Advertisement

Unveiling a Polished-Up ‘Bedknobs’

Share
TIMES STAFF WRITER

Blame it on Radio City Music Hall.

Back in 1971, Walt Disney Pictures had booked its lavish family musical “Bedknobs and Broomsticks” into New York’s famous movie palace. But Radio City issued a decree: The film had to be under two hours because it was to be packaged with the theater’s elaborate stage show.

So more than 20 minutes were excised from the big-budget fantasy to give it a running time of 117 minutes. That’s the version that now exists on video too (although the film was cut by nearly 20 minutes more for a theatrical re-release in 1979).

But thanks to detective work by Disney’s Scott McQueen, 23 minutes have been restored, and the film will be shown Sunday at 8 p.m. on the Disney Channel.

Advertisement

The presentation will be hosted by Angela Lansbury, who stars in “Bedknobs” as Eglantine Price, a wealthy, eccentric spinster who lives in a tiny coastal village in World War II England. Eglantine is taking a correspondence course in witchcraft in order to help win the war over Germany.

David Tomlinson (“Mary Poppins”) plays con man Emelius Browne, who falls for Eglantine, and Roddy McDowall is an amorous cleric who wants to marry Eglantine for her money. The film, which, like “Mary Poppins,” combined live-action and animation, featured a spritely score from the “Poppins” team of Richard and Robert Sherman.

The cuts to make the movie less than two hours entailed reducing McDowall’s role to one minute and eliminating two Lansbury tunes--a big production number called “A Step in the Right Direction” and the charming little song “Nobody’s Problems for Me.” The spirited “Portobello Road” number was reduced from about 10 minutes to three.

“There were some very bad lapses of continuity in the original,” Lansbury notes. “People complained about it.”

Nevertheless, she says “Bedknobs” is hugely popular with Generation Xers and a whole new generation of youngsters.

“I can’t tell you how many mothers have said to me, ‘I can keep my kid quiet for two days watching “Bedknobs and Broomsticks,” ’ which is very charming.

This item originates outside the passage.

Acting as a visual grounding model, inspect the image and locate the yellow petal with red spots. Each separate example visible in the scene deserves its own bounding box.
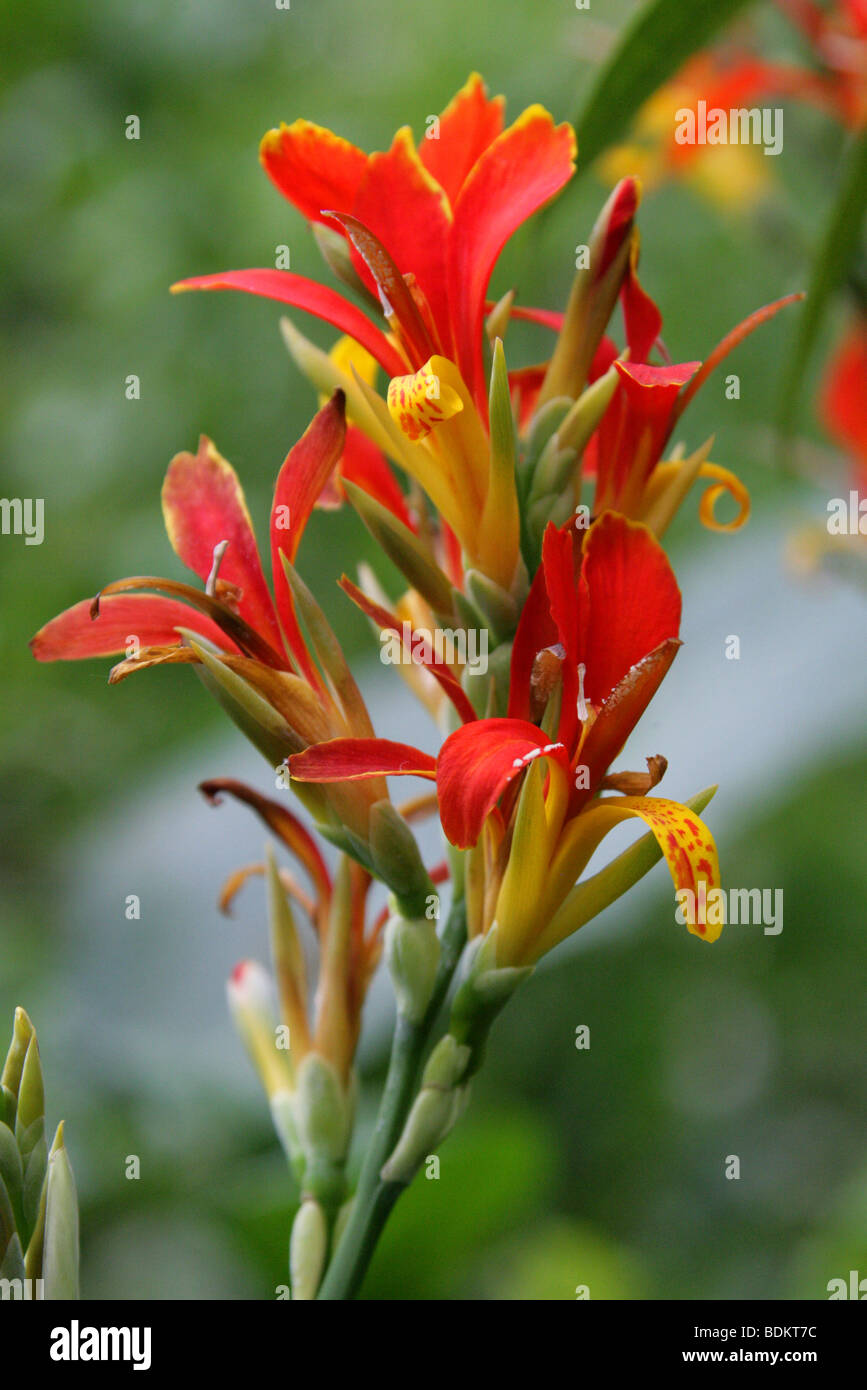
[328,334,378,386]
[388,357,464,443]
[525,796,723,959]
[608,796,723,941]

I had a difficult time getting my mouth around [the title]. It was so amazing to me so many people did get their mouths around it and remembered it.”

Advertisement

When McQueen, Disney’s senior manager of library restoration, came aboard in 1991, he thought it was only “A Step in the Right Direction” that needed to be found and restored. But when he pulled the shooting script from the archives, he discovered the other sequences that had been cut.

After ordering up “Bedknobs” picture elements from the archives, he found several missing sequences in the original work prints. Included were scenes featuring McDowall and co-stars Tessie O’Shea and Arthur E. Gould-Porter, as well as sequences from “Portobello Road,” Tomlinson’s fun solo “With a Flair” and “Nobody’s Problems for Me.”

“But those work prints were very scratchy and the color had faded,” McQueen says. “My next step was to pull the original protection masters. Whenever a film is made, very soon after it gets to the final post-production stage, copies are made in case anything happens to the negative.”

McQueen asked for everything labeled “Bedknobs” in the archives. “We went through it all, hand-testing it for content,” he says. But the search proved fruitless.

Thanks to the keen eyes of one of the men working in the archives, however, 20 more cans were unearthed that had been erroneously marked “TV Lifts,” “implying they were special sequences for a TV version.”

Instead, McQueen says, “they were missing pieces of the camera negative.”

In some instances, though, the matching audio tracks were missing. So McQueen brought in Lansbury and McDowall to redo some of their lines and hired voice actors to imitate the late O’Shea, the three child stars who played Cockney orphans living with Eglantine, and Tomlinson, who is in his 80s and lives in England.

Advertisement

One minute of “Portobello Road” was missing from the negative, McQueen says. So that sequence was replaced with the faded, scratchy work print, which they were able to improve with photo chemicals and digital technology.

McQueen also consulted composer Richard Sherman to make sure he kept the restoration faithful to the filmmakers’ original intent. McQueen, in fact, was uncertain about including “Nobody’s Problems for Me,” because the underscoring had never been recorded. All McQueen had were Lansbury’s vocals with a piano accompaniment.

“I thought maybe we should leave it on the side, but Dick was adamant with me. He said they wanted it in. It was only because of the meddling that went on that they didn’t score it. The song is proper there. It really sets up the whole last act.”

For all McQueen’s efforts, however, “Bedknobs” is still not in its original form. He and his staff never found the missing footage of “A Step in the Right Direction.”

“It’s just not among any of the other material we found,” McQueen says. “It’s a mystery.”

* The restored “Bedknobs and Broomsticks” airs Sunday at 8 p.m. on the Disney Channel.